Trinta anos depois de começar no teatro, o ator argentino Juan Tellategui escolhe revisitar não só um personagem, mas um tipo de amor que por muito tempo precisou existir em silêncio. Em “Visita a Domicílio”, que estreia dia 20 de maio no Teatro Sérgio Cardoso, em São Paulo, ele transforma memória, maturidade e experiência em cena, e faz do reencontro entre dois homens uma forma de olhar para tudo o que o tempo não resolveu.
Idealizado pelo próprio ator, o espetáculo nasce de um encontro antigo que ganhou forma no tempo certo. “Foi um encontro de vontades”, resume Tellategui, sobre a parceria com o dramaturgo argentino Alberto Romero. A partir de um desejo prático, um texto potente, com poucos personagens e espaço para mergulho, veio também o tema que o atravessava: as relações afetivas LGBTQIAPN+ vistas não como urgência, mas como construção de vida. “Eu sentia falta de falar sobre como esses afetos se mantêm e se transformam ao longo do tempo. Como as pessoas deram e receberam amor ao longo da vida inteira”, diz. É dessa inquietação que nasce Gabo, personagem que interpreta na peça, e que carrega nas entrelinhas tudo aquilo que foi silenciado.
Três décadas
Celebrar 30 anos de carreira em cena não é detalhe, e isso aparece diretamente na construção do personagem. Tellategui não fala em ápice, mas em um tipo mais raro de conquista: consciência. “Hoje tenho serenidade. Consigo olhar para o Gabo de forma mais completa, perceber nuances que só a experiência revela”, afirma.
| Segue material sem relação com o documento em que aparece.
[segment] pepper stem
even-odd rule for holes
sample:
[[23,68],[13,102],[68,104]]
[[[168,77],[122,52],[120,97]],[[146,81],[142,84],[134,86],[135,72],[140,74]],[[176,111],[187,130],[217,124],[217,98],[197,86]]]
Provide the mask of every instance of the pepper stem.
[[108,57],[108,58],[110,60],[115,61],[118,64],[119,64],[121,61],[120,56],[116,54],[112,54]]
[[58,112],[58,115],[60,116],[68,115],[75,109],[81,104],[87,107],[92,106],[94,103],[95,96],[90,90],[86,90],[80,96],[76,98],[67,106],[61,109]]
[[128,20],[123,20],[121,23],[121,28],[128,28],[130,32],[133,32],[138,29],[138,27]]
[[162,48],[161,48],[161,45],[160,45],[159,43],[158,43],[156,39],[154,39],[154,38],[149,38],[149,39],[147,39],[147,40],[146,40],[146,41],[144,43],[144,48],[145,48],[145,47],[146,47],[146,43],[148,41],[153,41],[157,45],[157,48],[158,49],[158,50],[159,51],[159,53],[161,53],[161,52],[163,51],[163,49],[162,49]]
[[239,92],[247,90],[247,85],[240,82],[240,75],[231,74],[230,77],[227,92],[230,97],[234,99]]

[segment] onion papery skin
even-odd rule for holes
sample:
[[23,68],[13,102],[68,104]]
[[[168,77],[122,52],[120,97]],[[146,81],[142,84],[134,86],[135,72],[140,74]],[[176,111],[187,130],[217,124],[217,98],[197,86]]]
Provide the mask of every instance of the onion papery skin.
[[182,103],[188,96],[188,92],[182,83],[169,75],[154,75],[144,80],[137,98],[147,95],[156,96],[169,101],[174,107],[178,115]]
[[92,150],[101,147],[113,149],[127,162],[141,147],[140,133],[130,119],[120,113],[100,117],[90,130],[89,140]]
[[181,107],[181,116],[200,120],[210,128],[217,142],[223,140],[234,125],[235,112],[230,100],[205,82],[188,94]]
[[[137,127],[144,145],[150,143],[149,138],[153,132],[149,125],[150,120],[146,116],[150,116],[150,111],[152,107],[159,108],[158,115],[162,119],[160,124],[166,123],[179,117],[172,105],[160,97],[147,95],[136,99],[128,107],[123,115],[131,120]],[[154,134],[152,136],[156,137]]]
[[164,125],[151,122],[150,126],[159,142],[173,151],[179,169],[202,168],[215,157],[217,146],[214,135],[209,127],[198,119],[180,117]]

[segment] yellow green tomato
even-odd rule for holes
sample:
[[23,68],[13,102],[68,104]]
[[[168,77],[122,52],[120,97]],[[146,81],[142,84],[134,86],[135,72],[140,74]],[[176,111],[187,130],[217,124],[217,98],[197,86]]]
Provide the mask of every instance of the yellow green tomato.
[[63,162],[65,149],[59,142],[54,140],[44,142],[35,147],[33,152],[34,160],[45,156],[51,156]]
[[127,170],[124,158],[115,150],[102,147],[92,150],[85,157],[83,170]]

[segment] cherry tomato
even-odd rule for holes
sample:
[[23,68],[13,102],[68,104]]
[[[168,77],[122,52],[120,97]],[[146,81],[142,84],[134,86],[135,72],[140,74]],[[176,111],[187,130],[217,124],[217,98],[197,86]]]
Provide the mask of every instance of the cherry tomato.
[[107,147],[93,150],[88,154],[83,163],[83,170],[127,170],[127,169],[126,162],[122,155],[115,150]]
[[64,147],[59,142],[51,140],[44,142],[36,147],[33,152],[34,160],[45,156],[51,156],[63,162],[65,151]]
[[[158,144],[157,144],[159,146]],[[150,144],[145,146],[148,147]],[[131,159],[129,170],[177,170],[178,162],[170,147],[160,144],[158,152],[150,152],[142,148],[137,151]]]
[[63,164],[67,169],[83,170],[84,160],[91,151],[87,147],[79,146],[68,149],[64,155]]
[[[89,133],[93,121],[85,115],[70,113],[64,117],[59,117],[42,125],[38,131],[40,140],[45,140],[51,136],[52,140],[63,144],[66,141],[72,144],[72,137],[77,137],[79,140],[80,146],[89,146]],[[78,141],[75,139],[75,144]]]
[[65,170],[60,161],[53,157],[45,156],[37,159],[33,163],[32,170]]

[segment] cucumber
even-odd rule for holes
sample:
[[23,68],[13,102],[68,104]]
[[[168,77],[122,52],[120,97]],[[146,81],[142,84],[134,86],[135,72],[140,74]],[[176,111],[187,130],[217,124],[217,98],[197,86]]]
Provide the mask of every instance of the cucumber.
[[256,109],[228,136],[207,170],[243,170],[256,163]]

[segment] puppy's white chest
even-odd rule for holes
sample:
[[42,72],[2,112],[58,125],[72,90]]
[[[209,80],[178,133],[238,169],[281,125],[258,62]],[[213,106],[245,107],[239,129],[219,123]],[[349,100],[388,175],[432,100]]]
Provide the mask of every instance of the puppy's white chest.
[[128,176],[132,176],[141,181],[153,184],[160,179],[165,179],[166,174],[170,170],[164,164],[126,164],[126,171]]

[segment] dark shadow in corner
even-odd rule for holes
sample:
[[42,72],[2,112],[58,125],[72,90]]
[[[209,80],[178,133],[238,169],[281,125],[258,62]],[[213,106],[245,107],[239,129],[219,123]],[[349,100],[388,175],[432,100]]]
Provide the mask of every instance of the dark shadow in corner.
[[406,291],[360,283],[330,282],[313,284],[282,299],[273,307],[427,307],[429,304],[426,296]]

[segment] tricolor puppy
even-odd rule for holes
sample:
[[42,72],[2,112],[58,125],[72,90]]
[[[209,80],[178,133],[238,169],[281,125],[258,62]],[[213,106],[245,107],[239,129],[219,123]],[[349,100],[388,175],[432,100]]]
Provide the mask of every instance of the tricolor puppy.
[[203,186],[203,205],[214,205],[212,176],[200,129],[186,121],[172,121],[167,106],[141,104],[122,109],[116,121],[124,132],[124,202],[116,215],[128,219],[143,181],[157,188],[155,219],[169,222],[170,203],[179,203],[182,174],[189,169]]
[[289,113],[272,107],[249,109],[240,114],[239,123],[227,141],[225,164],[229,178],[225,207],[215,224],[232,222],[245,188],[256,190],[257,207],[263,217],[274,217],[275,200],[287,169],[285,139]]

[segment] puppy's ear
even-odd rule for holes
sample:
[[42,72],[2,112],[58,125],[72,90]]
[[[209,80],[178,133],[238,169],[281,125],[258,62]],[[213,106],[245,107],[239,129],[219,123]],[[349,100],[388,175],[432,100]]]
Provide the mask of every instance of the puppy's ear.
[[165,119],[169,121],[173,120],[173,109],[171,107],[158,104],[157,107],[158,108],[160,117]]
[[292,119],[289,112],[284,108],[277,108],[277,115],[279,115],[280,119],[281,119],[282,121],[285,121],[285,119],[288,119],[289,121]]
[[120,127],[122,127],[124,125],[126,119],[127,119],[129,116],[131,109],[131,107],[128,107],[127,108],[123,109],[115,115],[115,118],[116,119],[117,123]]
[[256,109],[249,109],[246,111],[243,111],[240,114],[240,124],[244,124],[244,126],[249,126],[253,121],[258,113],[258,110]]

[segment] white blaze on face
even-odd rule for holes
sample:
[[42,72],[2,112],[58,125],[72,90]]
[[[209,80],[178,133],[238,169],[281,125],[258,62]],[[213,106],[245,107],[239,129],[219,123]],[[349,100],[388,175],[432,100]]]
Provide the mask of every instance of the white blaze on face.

Para ele, o personagem exige densidade, é alguém moldado por ausências, interrupções e pelas marcas de uma história que não pôde se desenvolver plenamente.
Essa maturidade se traduz em escolhas mais sutis, menos evidentes. “É a técnica a serviço de uma sensibilidade mais aguçada”, define.
Hermano
Argentino de origem e radicado no Brasil há 15 anos, Tellategui não separa suas referências, ele as mistura. E é justamente dessa fusão que nasce a atmosfera de “Visita a Domicílio”.

A peça se passa em Buenos Aires, mas é atravessada por um olhar híbrido, que ganha novas camadas na encenação assinada por Zé Guilherme Bueno e Miguel Arcanjo Prado. Em cena, ao lado de Cícero de Andrade, Tellategui constrói um jogo onde as referências culturais não competem, se somam. “Não sinto que estou cruzando fronteiras. Esse hibridismo já é a minha base”, explica. “O texto tem o DNA argentino, mas a encenação ganha as cores dessa trajetória entre os dois países.”
Gabo e Fernando
No centro da história está o reencontro entre Gabo e Fernando, dois homens que viveram um amor na adolescência, interrompido por um contexto que não permitia que ele existisse plenamente. Mais do que revisitar o passado, a peça escancara como esse tipo de ruptura molda vidas inteiras. “O destino dessas pessoas foi desviado por padrões morais da época”, diz Tellategui. “Eles tiveram que cultivar o desejo no silêncio.”
Embora o mundo tenha avançado em direitos, ele aponta que o tema segue urgente. “Ainda vivemos em um cenário de conservadorismo que tenta ditar formas de amar. Falar desse amor hoje é também um ato de memória.”

Responsável pela tradução do texto original de Alberto Romero, Tellategui encarou o processo como um exercício de escuta, e não apenas de linguagem. “O desafio era traduzir as intenções, não só as palavras”, explica. A adaptação, construída em parceria com Miguel Arcanjo Prado, buscou preservar a intensidade da dramaturgia argentina, aproximando-a do público brasileiro sem perder sua essência.
No fim, o que permanece é o que resiste ao tempo. “É uma peça sobre aquilo que sobrevive. Sobre olhar para as próprias marcas com mais ternura”, finaliza
Teatro Sérgio Cardoso – Rua Rui Barbosa,153, Bela Vista, São Paulo, SP.